Most Buildings Are Roofless

Feb 16, 2025 09:57 136

Returning Home: Syrians Return to Their Destroyed Homes  - 1

After a decade of war and displacement, many Syrians are returning to their homes to find them looted and roofless, the Associated Press reported.

In towns like Maarat al-Numan and Kfar Nabl in northern Syria, residents who fled years ago are returning after the fall of former President Bashar al-Assad, but now face the harsh reality of widespread theft and destruction.
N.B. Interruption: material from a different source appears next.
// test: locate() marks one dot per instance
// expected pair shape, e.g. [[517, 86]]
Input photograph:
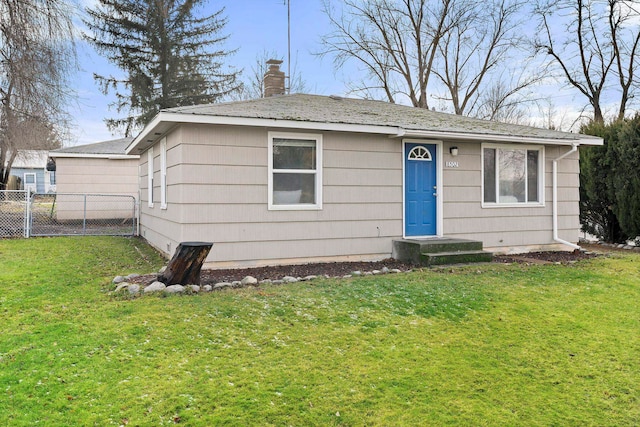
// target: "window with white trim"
[[163, 173], [512, 175], [150, 177], [295, 171]]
Strategically located on the road between the cities of Aleppo and Damascus, Maarat al-Numan has become a flashpoint in the Syrian civil war. In 2020, Assad's forces captured the area from rebel control. Groups affiliated with Assad then looted houses and demolished some of them to extract valuable materials and furniture, rights groups quoted by BTA said.

Steel and wires were removed from the roofs of houses to be sold. Aerial video of the area showed rows of houses with missing roofs.

Anmar Zaatur, who left in 2019, says he returned in 2025 to find his home destroyed.

"There was nowhere to put our children", he said. "This destruction is not from the bombing, it is from the military. And it is not just my home, it is the same for my neighbors and friends".

Upon returning to Maarat al-Numan, Zakaria al-Awad burst into tears of joy and sorrow. His house was destroyed, "one of the first to be hit," he says.

"There's no better place than home," he says, though. "Now we have freedom, and that's priceless."

Others were more cautious about the future.

"The problem is that it's impossible to go back to our lives without a roof," says returnee Hassan Barbesh. "Ma'arat al-Numan is a poor city. It's very difficult to start from scratch."